Vocês conversaram sobre descarbonização, sobre a questão do etanol? Tivemos oportunidade, sim, de falar de rotas tecnológicas. Eletrificação pura, etanol, etanol junto com eletrificação, tudo isso. Eu percebi uma enorme vontade de entender tecnicamente o tema –o que é bastante interessante, por parte de um ministro da Fazenda, estar tão interessado em aspectos técnicos do tema. Para um engenheiro como eu, é muito gratificante.

Eu acredito que o Brasil terá uma grande chance de traçar, para o futuro automotivo, uma flexibilidade tecnológica que ninguém tem.

Por quê? Porque o Brasil, sim, pode abraçar a eletrificação, assim como estamos fazendo. E também pode abraçar o etanol, porque já temos e é muito bom. Podemos ainda combinar etanol com eletrificação, o que nós chamamos internamente de bioelétrico.

O Brasil tem a imensa sorte –entre aspas, porque não é sorte, é construção– de estar hoje em uma posição invejável e única no mundo. Há muitos caminhos positivos à frente para descarbonizar.

E há uma preocupação das montadoras em ocupar as fábricas.

Eu te convido a pensar não somente nas fábricas das montadoras, mas nas milhares de fábricas de nossos fornecedores.

Temos de tudo na nossa cadeia: empresas unifamiliares, empresas de médio porte, empresas globais de enorme porte. E, com todas elas, temos parcerias de longo prazo.

O que o fornecedor quer saber é para onde o país vai, e o que nós queremos assegurar aos fornecedores é que, também baseado na ótima conversa, parece-me que o Brasil vai se encaminhar muito bem para frente e terá a possibilidade de escolher inúmeras rotas tecnológicas.

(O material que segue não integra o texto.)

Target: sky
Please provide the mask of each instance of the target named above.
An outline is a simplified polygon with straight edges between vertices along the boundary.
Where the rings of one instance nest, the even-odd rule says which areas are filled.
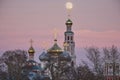
[[[89,46],[120,47],[120,0],[0,0],[0,52],[28,50],[33,39],[40,54],[53,45],[55,28],[62,47],[68,1],[77,55]]]

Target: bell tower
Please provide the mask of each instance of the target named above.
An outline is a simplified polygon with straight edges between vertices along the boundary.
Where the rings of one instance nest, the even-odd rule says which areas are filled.
[[[70,53],[72,58],[72,65],[76,64],[76,56],[75,56],[75,42],[74,42],[74,32],[72,31],[72,21],[68,19],[66,21],[66,31],[64,32],[65,40],[64,40],[64,50]]]
[[[64,32],[64,50],[70,53],[72,58],[71,65],[76,65],[76,55],[75,55],[75,42],[74,42],[74,32],[72,31],[73,22],[70,19],[70,12],[73,8],[71,2],[66,3],[66,9],[68,11],[68,19],[66,21],[66,31]]]
[[[30,43],[31,43],[31,46],[30,46],[30,48],[29,48],[29,50],[28,50],[29,60],[34,60],[35,50],[34,50],[34,48],[33,48],[33,46],[32,46],[32,43],[33,43],[33,40],[32,40],[32,39],[30,40]]]

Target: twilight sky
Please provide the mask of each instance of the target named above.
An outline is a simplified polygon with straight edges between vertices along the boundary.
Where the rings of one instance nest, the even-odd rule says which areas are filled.
[[[120,0],[0,0],[0,52],[27,50],[30,39],[42,52],[52,46],[54,28],[62,47],[67,1],[73,3],[76,52],[86,46],[120,47]]]

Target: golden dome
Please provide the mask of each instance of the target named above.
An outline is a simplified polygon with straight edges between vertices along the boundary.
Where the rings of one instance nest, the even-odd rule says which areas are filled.
[[[70,19],[68,19],[65,24],[66,25],[72,25],[73,23],[72,23],[72,21]]]
[[[29,52],[29,53],[35,53],[35,50],[34,50],[34,48],[31,46],[31,47],[29,48],[28,52]]]
[[[55,40],[54,45],[50,49],[48,49],[48,53],[57,55],[63,52],[62,49],[56,43],[56,41],[57,40]]]

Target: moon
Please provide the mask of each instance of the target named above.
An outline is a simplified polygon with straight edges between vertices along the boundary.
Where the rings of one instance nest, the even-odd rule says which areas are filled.
[[[71,10],[73,8],[73,4],[71,2],[66,3],[66,9]]]

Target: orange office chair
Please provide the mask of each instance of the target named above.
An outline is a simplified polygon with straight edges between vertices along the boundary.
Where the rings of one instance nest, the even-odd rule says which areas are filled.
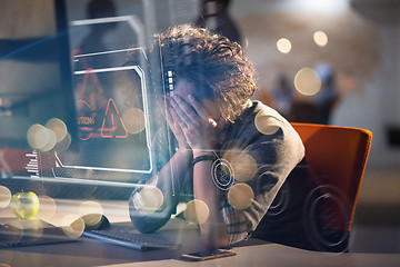
[[[308,204],[307,210],[319,215],[320,227],[323,229],[349,234],[372,132],[339,126],[299,122],[291,125],[304,144],[306,161],[318,185],[318,192]],[[313,221],[309,222],[311,227]],[[323,238],[318,240],[322,245],[336,246],[343,241],[346,236],[333,237],[333,243],[324,241]]]

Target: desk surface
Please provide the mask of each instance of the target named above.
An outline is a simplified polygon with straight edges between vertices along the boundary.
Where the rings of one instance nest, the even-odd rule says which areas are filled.
[[[68,210],[58,202],[58,210]],[[127,205],[123,202],[102,204],[108,207],[108,215],[114,225],[128,218]],[[64,207],[64,208],[59,208]],[[109,214],[108,214],[109,212]],[[110,214],[111,212],[111,214]],[[0,210],[0,217],[9,215]],[[60,216],[56,216],[59,218]],[[201,250],[198,230],[186,221],[174,219],[161,229],[162,235],[173,235],[182,247],[170,250],[138,251],[93,239],[81,238],[74,243],[40,245],[32,247],[0,249],[0,264],[9,266],[219,266],[219,267],[258,267],[258,266],[400,266],[399,254],[330,254],[316,253],[277,244],[250,239],[232,248],[238,255],[199,263],[180,259],[183,253]],[[6,265],[6,266],[7,266]]]

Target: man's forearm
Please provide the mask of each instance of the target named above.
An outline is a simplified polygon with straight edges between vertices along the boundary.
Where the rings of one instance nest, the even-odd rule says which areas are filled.
[[[222,191],[212,182],[212,160],[197,162],[193,168],[194,198],[203,201],[209,209],[209,217],[200,224],[201,240],[207,248],[227,247],[229,236],[223,224],[220,201]]]

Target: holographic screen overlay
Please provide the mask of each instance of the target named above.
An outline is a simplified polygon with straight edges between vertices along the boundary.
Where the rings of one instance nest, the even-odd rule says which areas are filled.
[[[140,174],[151,172],[152,155],[150,149],[151,138],[147,85],[144,72],[140,66],[76,71],[74,76],[78,80],[77,89],[83,91],[82,83],[86,80],[84,76],[88,77],[96,73],[96,77],[98,77],[97,81],[110,80],[118,77],[112,77],[116,72],[127,70],[133,70],[140,78],[140,91],[133,92],[138,98],[137,106],[124,107],[123,98],[129,96],[118,96],[117,88],[111,88],[110,90],[106,85],[100,90],[96,87],[96,85],[101,86],[100,82],[92,82],[92,87],[90,87],[90,82],[87,82],[87,89],[91,89],[91,91],[81,92],[82,96],[80,97],[82,99],[77,99],[77,122],[82,157],[73,156],[62,160],[56,155],[60,160],[61,167]],[[128,72],[126,76],[130,73]],[[116,85],[109,86],[114,87]],[[141,126],[141,122],[137,120],[143,120],[144,125]],[[133,129],[130,129],[129,125],[133,125],[131,127]],[[122,161],[127,160],[129,162],[124,165]],[[147,160],[149,160],[150,166],[147,169],[142,169]],[[121,166],[132,166],[132,168]]]
[[[157,160],[152,139],[156,131],[167,127],[160,119],[161,106],[156,105],[164,92],[149,82],[143,49],[128,50],[138,53],[138,62],[96,69],[78,66],[73,78],[80,150],[41,154],[42,162],[52,164],[41,168],[38,179],[138,187],[138,178],[152,174]],[[110,51],[107,56],[120,57],[128,50]],[[86,58],[90,62],[92,57],[104,55],[80,55],[74,61]]]

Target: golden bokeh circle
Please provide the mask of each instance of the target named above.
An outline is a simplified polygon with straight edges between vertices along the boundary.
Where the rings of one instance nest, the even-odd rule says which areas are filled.
[[[31,148],[41,149],[49,141],[49,131],[44,126],[34,123],[29,128],[27,139]]]
[[[49,139],[48,139],[48,142],[40,148],[40,150],[47,152],[47,151],[50,151],[51,149],[54,148],[56,144],[57,144],[57,136],[56,136],[56,132],[53,132],[52,130],[50,129],[47,129],[48,132],[49,132]]]
[[[79,238],[84,231],[84,220],[74,214],[62,217],[62,231],[70,238]]]
[[[294,76],[296,89],[304,96],[313,96],[321,89],[321,78],[309,67],[300,69]]]
[[[40,207],[36,217],[43,220],[51,219],[57,210],[56,201],[51,197],[46,195],[40,195],[38,197],[40,201]]]
[[[46,127],[56,134],[57,142],[61,141],[67,136],[67,126],[58,118],[49,119],[48,122],[46,122]]]
[[[328,36],[323,31],[316,31],[312,37],[317,46],[326,47],[328,44]]]
[[[290,52],[292,44],[287,38],[281,38],[277,41],[277,48],[281,53]]]

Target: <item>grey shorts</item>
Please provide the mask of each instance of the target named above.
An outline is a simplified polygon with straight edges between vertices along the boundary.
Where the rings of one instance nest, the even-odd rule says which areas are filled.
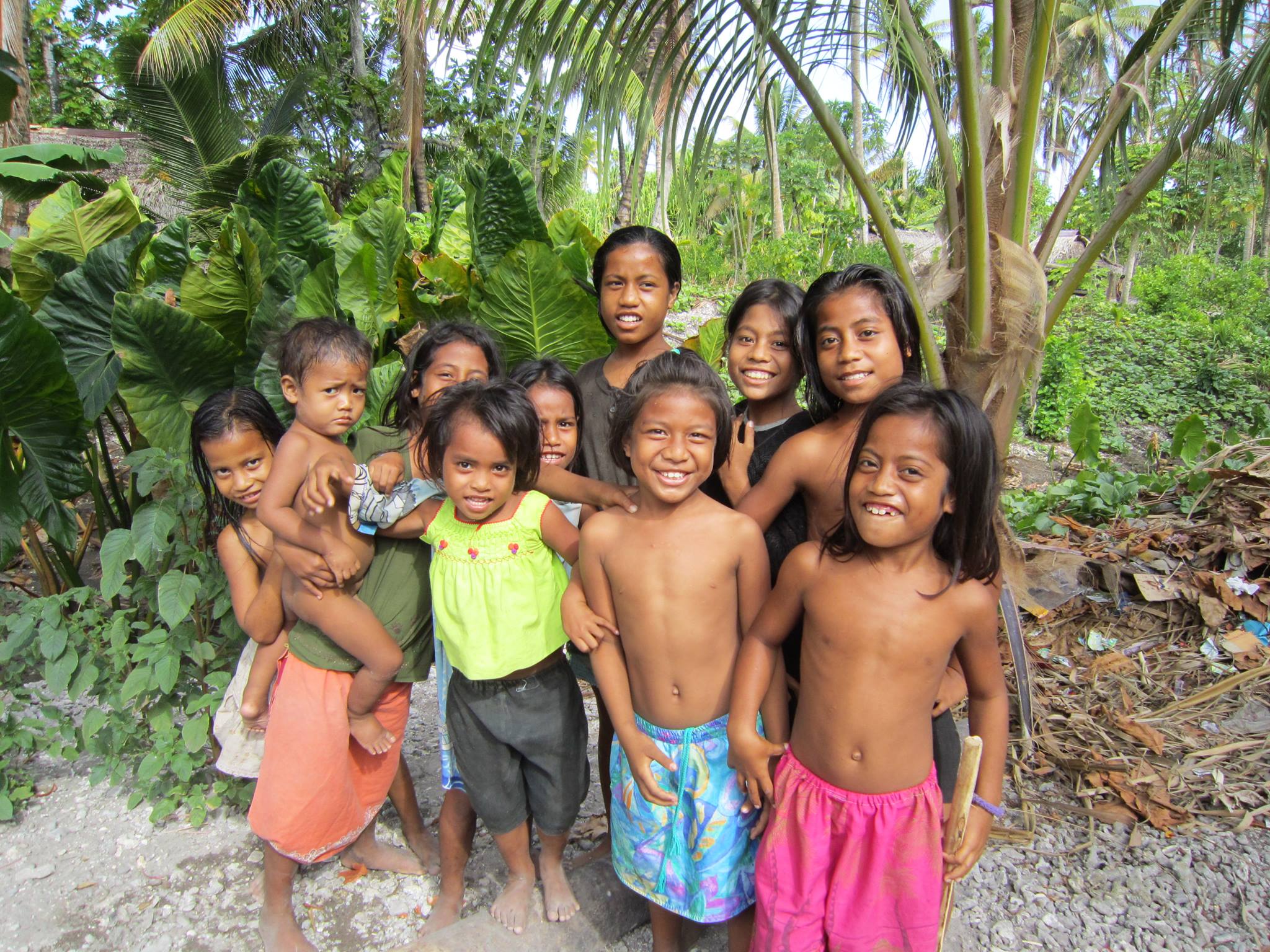
[[[530,816],[540,833],[569,831],[591,765],[582,692],[564,656],[516,680],[470,680],[456,668],[446,720],[467,796],[491,834]]]

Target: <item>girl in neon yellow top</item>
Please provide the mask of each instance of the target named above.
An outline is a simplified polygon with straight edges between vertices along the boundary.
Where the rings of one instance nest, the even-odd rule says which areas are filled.
[[[536,881],[528,817],[542,842],[546,918],[578,911],[564,847],[589,784],[587,717],[564,659],[563,559],[578,529],[541,493],[538,416],[507,381],[448,387],[428,410],[418,468],[444,485],[384,534],[432,546],[437,633],[455,666],[447,721],[478,816],[508,867],[490,911],[523,932]],[[559,559],[556,557],[559,555]]]

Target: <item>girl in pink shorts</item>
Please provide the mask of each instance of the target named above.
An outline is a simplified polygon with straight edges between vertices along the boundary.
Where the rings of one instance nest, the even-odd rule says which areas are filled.
[[[843,372],[869,373],[866,355]],[[753,952],[936,948],[941,880],[970,871],[1001,801],[996,500],[992,428],[973,402],[902,382],[870,404],[842,522],[785,560],[737,660],[732,763],[751,802],[773,811],[754,868]],[[753,724],[800,616],[803,679],[785,750]],[[947,853],[930,721],[952,652],[983,760],[980,806]]]

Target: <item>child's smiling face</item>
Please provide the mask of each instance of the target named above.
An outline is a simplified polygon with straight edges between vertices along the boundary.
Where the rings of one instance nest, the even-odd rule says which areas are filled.
[[[282,378],[282,396],[296,407],[296,419],[314,433],[339,437],[366,409],[370,367],[351,360],[315,363],[302,380]]]
[[[754,305],[742,315],[728,341],[728,376],[751,402],[779,400],[798,386],[794,341],[771,305]]]
[[[470,380],[489,380],[489,360],[485,352],[470,340],[452,340],[437,348],[419,383],[410,388],[410,396],[427,404],[446,387]]]
[[[455,424],[446,447],[442,482],[461,519],[485,522],[516,491],[516,466],[498,437],[466,416]]]
[[[640,491],[667,505],[686,500],[714,471],[719,437],[714,410],[692,391],[650,397],[625,443]]]
[[[815,360],[824,386],[847,404],[869,404],[904,376],[904,353],[876,291],[853,287],[824,300]]]
[[[578,454],[578,409],[573,397],[569,391],[550,383],[535,383],[528,392],[538,411],[542,465],[568,468]]]
[[[244,509],[254,510],[273,466],[273,447],[259,430],[230,430],[199,444],[216,491]]]
[[[662,333],[679,286],[665,275],[662,256],[636,242],[608,253],[599,279],[599,317],[618,345],[638,347]]]
[[[847,481],[856,529],[874,548],[895,548],[930,537],[952,512],[949,467],[930,416],[879,418]]]

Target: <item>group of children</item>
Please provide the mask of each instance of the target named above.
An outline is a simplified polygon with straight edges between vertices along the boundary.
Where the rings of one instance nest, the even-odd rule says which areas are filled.
[[[349,843],[370,856],[384,797],[413,803],[403,632],[431,621],[447,790],[433,928],[461,910],[475,816],[508,869],[499,922],[525,929],[538,876],[549,920],[577,911],[563,857],[589,788],[582,678],[612,863],[648,899],[658,952],[682,947],[686,920],[726,922],[733,949],[933,949],[941,882],[978,859],[1001,800],[991,426],[919,382],[912,305],[881,269],[822,275],[805,296],[747,287],[726,322],[735,406],[662,335],[681,283],[668,237],[613,232],[593,278],[607,358],[503,378],[485,331],[438,325],[405,362],[396,444],[368,462],[342,437],[364,409],[370,348],[339,321],[281,341],[284,434],[254,391],[194,418],[217,552],[258,642],[236,703],[265,729],[251,821],[267,948],[311,948],[291,914],[296,861]],[[403,626],[362,585],[376,546],[409,541],[431,550],[432,617]],[[283,703],[304,625],[356,659],[338,669],[354,806],[312,849],[279,833],[273,802],[330,782],[329,767],[281,776],[304,772],[304,718]],[[954,854],[946,711],[966,693],[980,809]],[[415,852],[436,867],[427,843]]]

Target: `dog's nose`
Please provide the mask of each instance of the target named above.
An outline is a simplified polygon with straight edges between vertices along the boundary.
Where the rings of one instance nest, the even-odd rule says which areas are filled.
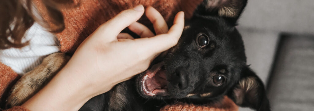
[[[181,90],[187,88],[188,81],[187,79],[187,72],[186,69],[182,68],[178,68],[176,70],[176,78],[174,85],[175,87]]]

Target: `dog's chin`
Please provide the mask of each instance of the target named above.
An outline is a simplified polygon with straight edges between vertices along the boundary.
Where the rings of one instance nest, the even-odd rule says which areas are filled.
[[[137,80],[137,90],[146,98],[165,99],[169,98],[165,71],[161,62],[153,65],[140,74]]]

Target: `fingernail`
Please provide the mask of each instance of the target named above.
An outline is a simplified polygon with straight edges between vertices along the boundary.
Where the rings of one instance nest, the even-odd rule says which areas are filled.
[[[181,11],[181,13],[182,13],[182,14],[181,14],[181,15],[180,15],[180,16],[181,16],[181,17],[184,18],[184,12],[183,12],[183,11]]]
[[[142,5],[139,5],[133,8],[134,10],[138,11],[140,11],[144,10],[144,7]]]

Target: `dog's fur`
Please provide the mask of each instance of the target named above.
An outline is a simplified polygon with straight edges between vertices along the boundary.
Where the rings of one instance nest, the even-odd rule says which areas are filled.
[[[258,111],[270,110],[264,85],[246,64],[243,41],[235,27],[247,2],[247,0],[205,0],[199,6],[193,18],[186,23],[177,44],[164,53],[159,60],[153,62],[153,64],[165,63],[163,68],[168,81],[169,95],[152,96],[143,93],[139,84],[144,75],[142,74],[93,98],[80,110],[158,110],[159,107],[178,99],[202,104],[219,101],[226,95],[239,106]],[[208,39],[208,43],[203,48],[198,42],[201,36]],[[62,59],[55,57],[56,59]],[[39,72],[32,71],[20,80],[9,98],[9,105],[23,103],[38,90],[33,86],[41,86],[38,87],[40,88],[43,81],[50,78],[47,75],[39,73],[52,74],[47,72],[51,72],[48,69],[57,71],[62,66],[44,63],[50,61],[45,59],[37,68],[40,69],[34,70],[45,70]],[[224,78],[224,81],[215,83],[213,78],[216,76]],[[25,95],[25,92],[30,93]]]

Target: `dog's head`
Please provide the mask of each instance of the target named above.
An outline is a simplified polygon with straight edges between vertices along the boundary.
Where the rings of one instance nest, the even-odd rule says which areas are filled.
[[[264,86],[246,64],[235,28],[247,1],[204,0],[186,23],[177,44],[139,76],[140,94],[203,100],[226,95],[241,106],[269,108]]]

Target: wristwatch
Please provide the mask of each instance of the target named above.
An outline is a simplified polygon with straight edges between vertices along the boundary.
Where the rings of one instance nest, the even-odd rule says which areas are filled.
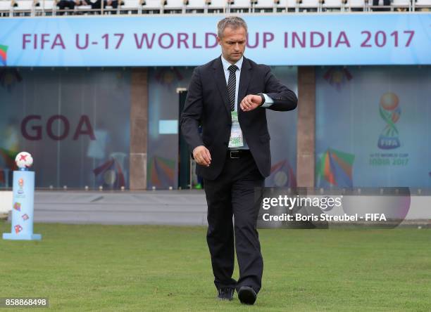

Nós, como Stellantis, sempre encaramos esses desafios de transformação localizando a produção. Vamos trazer o que temos hoje de fornecedores e os que queremos trazer de fora para localizar essas tecnologias. Outros importam carros ou importam kits de eletrificação feitos na Ásia. Nós chamamos os nossos 2.000 engenheiros para desenvolver, junto com nossos fornecedores, soluções tecnológicas que serão industrializadas no Brasil, e não fora. Então isso é PIB para o país.

E quando essas novas soluções chegam ao mercado brasileiro? Estamos trabalhando muito intensamente, já anunciamos o nosso programa Bioeletro. Eu não posso falar de datas porque sou sempre restringido por acordos, mas não vai demorar muito para termos o prazer de sentar em um carro desses, estão chegando.


RAIO-X

Antonio Filosa é presidente para a América Latina do Grupo Stellantis, que controla Fiat, Peugeot, Citroën, Jeep, Dodge, Chrysler, Alfa Romeo, Masserati, entre outras montadoras. Ele é engenheiro, formado pela Universidade Politécnica de Milão.